Ritmi rallentati e copertura medica. Le richieste dei lavoratori di Amazon Ny al ceo Bezos

C’e’ molta preoccupazione negli Stati Uniti per il rischio Coronavirus. Una testimonianza evidente la petizione su cui sta raccogliendo firme la Amazonians United Nyc, organizzazione sindacale dei lavoratori di Amazon di New York. Un documento, che pubblichiamo qui sotto, in cui si chiedono misure protettive per i lavoratori dei magazzini nei confronti del virus e soprattutto la copertura economica da parte di Amazon in caso di malattia del lavoratore o del suo impegno per un parente ammalato. I lavoratori chiedono anche di rallentare i turni per potersi lavare spesso le mani. Uno scenario ottocentesco.

Jeff Bezos (Foto Ansa – EPA/Albin Lohr-Jones / POOL

Caro ceo di Amazon Jeff Bezos,
Mentre la pandemia di coronavirus si sviluppa e le comunità di tutto il mondo si preparano al peggio, i lavoratori di Amazon sono diventati cruciali per procurare cibo, acqua e prodotti sanitari ai cittadini. Abbiamo registrato un aumento della vendita del volume di tali beni, mettendo i lavoratori a dura prova. Eppure, nonostante i maggiori carichi di lavoro, Amazon continua a imporre di aumentare le quote di produttività. Allo stesso tempo, molti lavoratori sono sconcertati nello scoprire che la società ha negato loro illegalmente un congedo per malattia.
Come dipendenti Amazon, siamo preoccupati per l’attuale mancanza di misure di protezione dell’azienda. Mentre Amazon ha preso limitate precauzioni per affrontare il coronavirus, c’e’ bisogno di un piano globale per garantire la sicurezza di tutti i suoi lavoratori e del grande pubblico, incluso concedere ai lavoratori ferie retribuite e non semplicemente estendere la durata delle nostre ferie non retribuite, come è stato recentemente annunciato.

Chiediamo che Amazon faccia immediatamente i seguenti passi e si consulti con noi su ulteriori passi nel prossimo futuro:
1) Informaci sulle misure che Amazon sta adottando per garantire la sicurezza di tutti i suoi dipendenti, appaltatori e lavoratori nelle sue filiali (Whole Foods, ecc.).

2) Pagare i lavoratori per tutte le ore normalmente programmate in caso di chiusure temporanee o di limitate ore di funzionamento di qualsiasi azienda Amazon a causa del coronavirus. Nel caso di chiusure totali o parziali, i trasportatori dovrebbero comunque essere pagati al loro tasso normale per il tempo in cui altrimenti lavorerebbero.

3) Concedere ai lavoratori un congedo di malattia retribuito sufficiente per far fronte all’impatto del coronavirus, indipendentemente dal tempo di malattia maturato accumulato o dalle differenze nelle leggi locali. Ciò include i lavoratori che hanno sintomi del virus, i lavoratori che devono prendersi cura di una persona cara con sintomi del virus, i lavoratori le cui disposizioni per l’assistenza all’infanzia sono interrotte a causa di chiusure scolastiche o problemi simili e i lavoratori che sono in quarantena anche senza avere sintomi del virus. Altre società hanno già iniziato a prendere queste misure; Amazon dovrebbe affrontarea questo problema.

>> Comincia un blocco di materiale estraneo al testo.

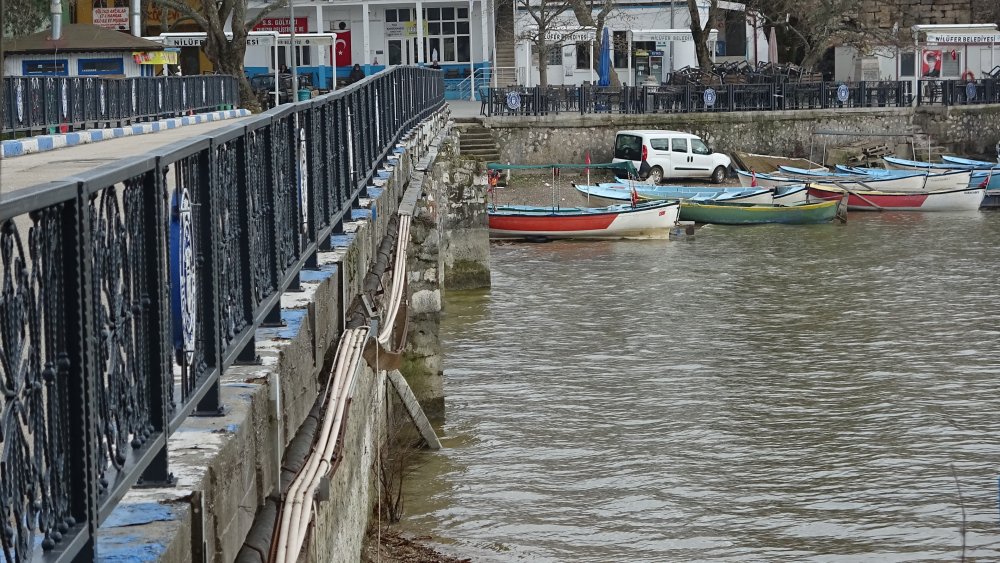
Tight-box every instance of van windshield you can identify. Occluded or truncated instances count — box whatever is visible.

4) Consentire ai lavoratori di fare pause frequenti e regolari di lavaggio delle mani di cui abbiamo bisogno per garantire la nostra sicurezza senza alcuna penalità da parte dell’azienda, anche se queste pause ci impediscono di rispettare le quote di produttività. Funzionari dell’Organizzazione mondiale della sanità riportano che il coronavirus può persistere sulla superficie per diversi giorni. Spediamo merci a clienti in tutto il mondo. Ci vuole tempo extra per salvaguardare la sicurezza non solo dei lavoratori, ma dei clienti e della comunità in generale.

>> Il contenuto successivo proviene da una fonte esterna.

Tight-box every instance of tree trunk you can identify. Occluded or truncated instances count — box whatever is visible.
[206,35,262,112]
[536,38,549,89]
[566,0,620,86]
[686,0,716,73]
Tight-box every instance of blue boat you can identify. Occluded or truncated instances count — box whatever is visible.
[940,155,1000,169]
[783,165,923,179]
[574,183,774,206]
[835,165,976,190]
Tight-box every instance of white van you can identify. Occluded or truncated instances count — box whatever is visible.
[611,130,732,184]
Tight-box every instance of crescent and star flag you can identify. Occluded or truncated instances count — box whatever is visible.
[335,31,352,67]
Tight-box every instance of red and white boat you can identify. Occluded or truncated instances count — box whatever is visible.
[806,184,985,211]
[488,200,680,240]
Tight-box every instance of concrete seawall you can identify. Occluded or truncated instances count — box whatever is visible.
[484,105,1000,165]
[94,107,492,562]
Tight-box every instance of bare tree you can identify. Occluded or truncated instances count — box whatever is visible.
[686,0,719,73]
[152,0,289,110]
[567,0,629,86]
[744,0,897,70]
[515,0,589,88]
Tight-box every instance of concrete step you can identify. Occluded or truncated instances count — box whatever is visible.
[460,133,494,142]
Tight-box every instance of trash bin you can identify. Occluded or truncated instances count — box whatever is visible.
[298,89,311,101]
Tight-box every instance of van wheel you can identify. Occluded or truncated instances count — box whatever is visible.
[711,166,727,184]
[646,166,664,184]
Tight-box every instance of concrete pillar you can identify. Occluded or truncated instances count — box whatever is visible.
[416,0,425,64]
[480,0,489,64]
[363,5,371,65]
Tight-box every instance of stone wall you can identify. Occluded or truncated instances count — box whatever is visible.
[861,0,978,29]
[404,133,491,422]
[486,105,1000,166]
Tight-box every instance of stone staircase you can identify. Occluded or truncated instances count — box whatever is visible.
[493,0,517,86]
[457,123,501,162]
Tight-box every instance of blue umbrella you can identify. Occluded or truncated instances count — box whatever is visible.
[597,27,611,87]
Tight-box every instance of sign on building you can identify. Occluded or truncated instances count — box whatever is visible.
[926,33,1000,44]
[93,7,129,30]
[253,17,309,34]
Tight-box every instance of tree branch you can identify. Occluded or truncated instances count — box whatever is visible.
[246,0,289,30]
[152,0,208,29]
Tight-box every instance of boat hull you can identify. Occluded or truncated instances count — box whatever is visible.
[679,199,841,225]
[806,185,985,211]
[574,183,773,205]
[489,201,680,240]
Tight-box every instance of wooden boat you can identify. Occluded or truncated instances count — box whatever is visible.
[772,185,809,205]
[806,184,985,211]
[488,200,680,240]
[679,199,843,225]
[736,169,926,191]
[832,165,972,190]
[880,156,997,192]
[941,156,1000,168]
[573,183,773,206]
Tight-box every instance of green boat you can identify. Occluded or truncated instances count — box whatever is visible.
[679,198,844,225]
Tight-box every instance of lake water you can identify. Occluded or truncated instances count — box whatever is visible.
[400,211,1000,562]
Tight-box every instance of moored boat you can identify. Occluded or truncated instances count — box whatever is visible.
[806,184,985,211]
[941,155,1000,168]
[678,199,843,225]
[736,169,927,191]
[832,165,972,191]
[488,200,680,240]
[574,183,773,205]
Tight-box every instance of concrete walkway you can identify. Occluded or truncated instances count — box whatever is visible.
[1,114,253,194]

5) Incoraggiare e sostenere gli sforzi statali e federali per approvare le leggi che impongono alle aziende di provvedere immediatamente un adeguato congedo per malattia retribuito per i propri lavoratori. Amazon non è l’unica azienda con lavoratori vulnerabili agli effetti di questa pandemia. I governi dovrebbero immediatamente imporre leggi sul congedo di malattia retribuito e che impongano a tutte le aziende di concedere un adeguato tempo di retribuzione lontano dal lavoro per far fronte agli effetti del coronavirus.